Il nome di Michael Cimino viene fatalmente legato all’enorme successo de Il cacciatore – vincitore di 5 Premi Oscar nel 1979, tra cui miglior film e regia –, accusato da certa critica dell’epoca di essere reazionario, e al disastro economico de I cancelli del cielo, epopea western incriminata, da opinionisti evidentemente di segno opposto, di fare il filo al marxismo. Come molti sapranno, Il cacciatore fu aspramente criticato per la rappresentazione negativa che si dava dei Viet Cong – nella celebre scena della roulette russa, ad esempio –, in un periodo in cui, nell’immaginario contestatario di quegli anni, il ruolo del cattivo nel conflitto poteva essere ormai solo degli americani. In realtà, le atrocità furono commesse da una parte e dall’altra e a Cimino non interessava entrare nei retroscena politici della guerra né dare ragione a una fazione, ma soltanto rappresentare un momento traumatico nella vita di tre amici che si trovano, loro malgrado, a vivere un’esperienza terrificante che li segnerà per sempre.

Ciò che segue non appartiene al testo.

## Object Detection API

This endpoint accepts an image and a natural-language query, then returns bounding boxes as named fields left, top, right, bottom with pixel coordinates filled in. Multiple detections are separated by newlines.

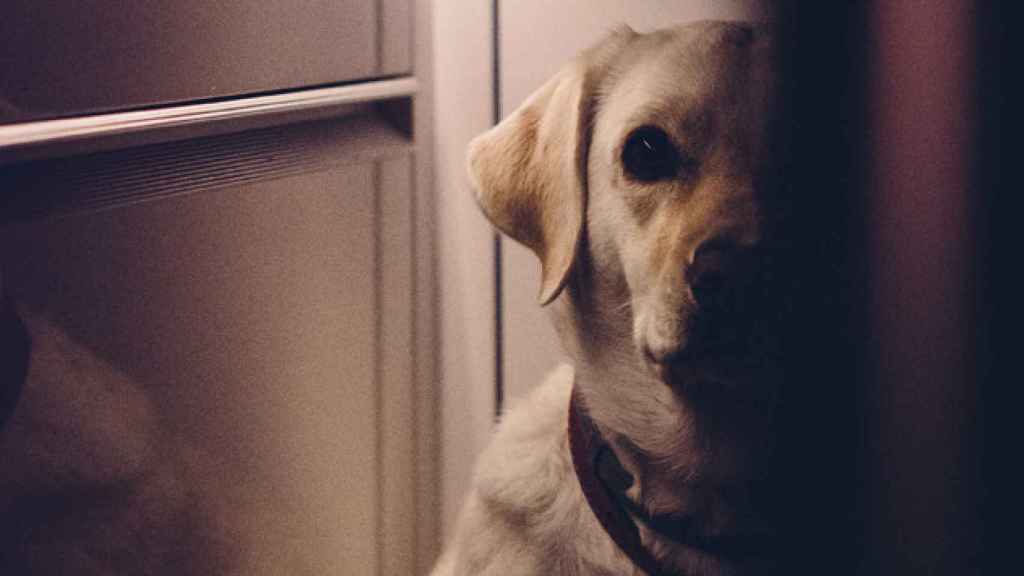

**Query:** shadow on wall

left=0, top=306, right=241, bottom=574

I cancelli del cielo, invece, raccontava della cosiddetta battaglia della contea di Johnson nel Wyoming, vergognosa pagina di storia degli USA: nel 1890, al culmine di una disputa tra ricchi proprietari terrieri e immigrati slavi, il governo autorizzò l’uso della forza che si risolse in un vero e proprio massacro a scapito della comunità europea. Evidentemente, ancora non era gradito l’atto di rimestare nella memoria collettiva della nazione. Complice la lunghissima durata (219 minuti), il film fu una catastrofe economica: con budget iniziale di 7 milioni di dollari, lievitato poi a 44, ne incassò soltanto 3.

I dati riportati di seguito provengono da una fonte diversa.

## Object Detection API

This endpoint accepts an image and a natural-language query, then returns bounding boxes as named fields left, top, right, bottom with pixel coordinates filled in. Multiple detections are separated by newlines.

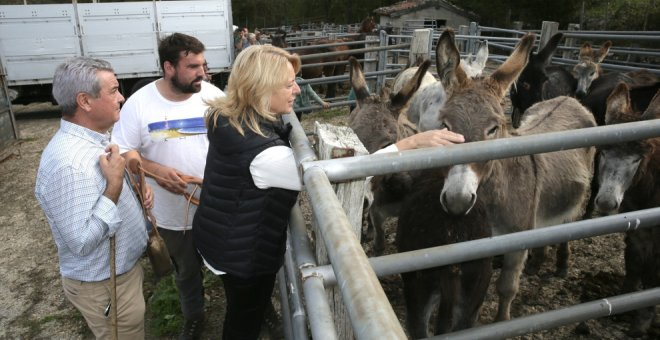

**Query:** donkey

left=510, top=33, right=577, bottom=128
left=573, top=41, right=613, bottom=98
left=459, top=39, right=489, bottom=79
left=269, top=28, right=287, bottom=48
left=348, top=56, right=432, bottom=255
left=594, top=83, right=660, bottom=338
left=580, top=70, right=660, bottom=126
left=390, top=57, right=438, bottom=141
left=423, top=33, right=595, bottom=321
left=397, top=171, right=492, bottom=337
left=355, top=30, right=490, bottom=255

A Cimino, quindi, viene attribuita la responsabilità, oltre che del fallimento della United Artists che aveva finanziato il progetto, anche della fine del potere dei registi a Hollywood. Per la realizzazione de I cancelli del cielo, infatti, nel 1980 la casa di produzione gli aveva dato carta bianca, ma l’opera si rivelò un totale fallimento al botteghino. La leggenda volle che dopo quel disastro l’industria cinematografica non avesse più dato autonomia ad alcun cineasta. Non andò proprio così, ma purtroppo il capolavoro del regista, tagliato, rimontato e rimaneggiato più volte in varie versioni, assurse allo status di cult maledetto.

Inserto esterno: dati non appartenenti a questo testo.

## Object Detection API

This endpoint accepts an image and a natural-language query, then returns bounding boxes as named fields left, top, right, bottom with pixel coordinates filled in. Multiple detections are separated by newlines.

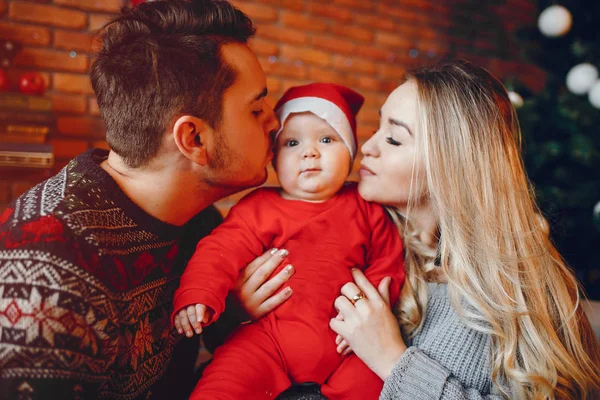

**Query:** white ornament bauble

left=594, top=201, right=600, bottom=217
left=538, top=5, right=572, bottom=37
left=588, top=81, right=600, bottom=109
left=508, top=91, right=524, bottom=108
left=566, top=63, right=598, bottom=95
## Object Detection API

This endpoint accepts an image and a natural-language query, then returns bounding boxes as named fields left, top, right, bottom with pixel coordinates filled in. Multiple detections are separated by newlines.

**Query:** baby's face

left=274, top=112, right=351, bottom=202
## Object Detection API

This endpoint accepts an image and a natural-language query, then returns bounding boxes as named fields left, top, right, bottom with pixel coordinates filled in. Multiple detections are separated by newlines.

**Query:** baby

left=173, top=83, right=405, bottom=399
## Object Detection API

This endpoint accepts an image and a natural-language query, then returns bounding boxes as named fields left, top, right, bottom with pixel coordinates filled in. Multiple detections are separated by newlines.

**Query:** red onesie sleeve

left=361, top=200, right=405, bottom=305
left=172, top=191, right=266, bottom=324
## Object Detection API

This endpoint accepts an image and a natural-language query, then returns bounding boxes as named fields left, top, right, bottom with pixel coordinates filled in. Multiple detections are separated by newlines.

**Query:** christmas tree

left=509, top=0, right=600, bottom=299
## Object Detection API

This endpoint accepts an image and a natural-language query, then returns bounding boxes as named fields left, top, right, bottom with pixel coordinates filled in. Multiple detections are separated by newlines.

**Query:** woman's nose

Superata – per fortuna – l’empasse ideologica della critica del tempo, oggi Cimino viene ricordato come uno dei maestri di quella New Hollywood che, insieme a Scorsese, Coppola, Spielberg, Lucas e altri, negli anni Settanta ridefinì il ruolo dell’autore nell’industria cinematografica americana. I cancelli del cielo, in occasione della proiezione del Director’s cut restaurato al Festival di Venezia nel 2012, è stato definito dal Presidente Alberto Barbera un capolavoro moderno, il cui rimontaggio, dopo l’insuccesso delle proiezioni, per la stampa è stato una delle più grandi ingiustizie della storia del cinema.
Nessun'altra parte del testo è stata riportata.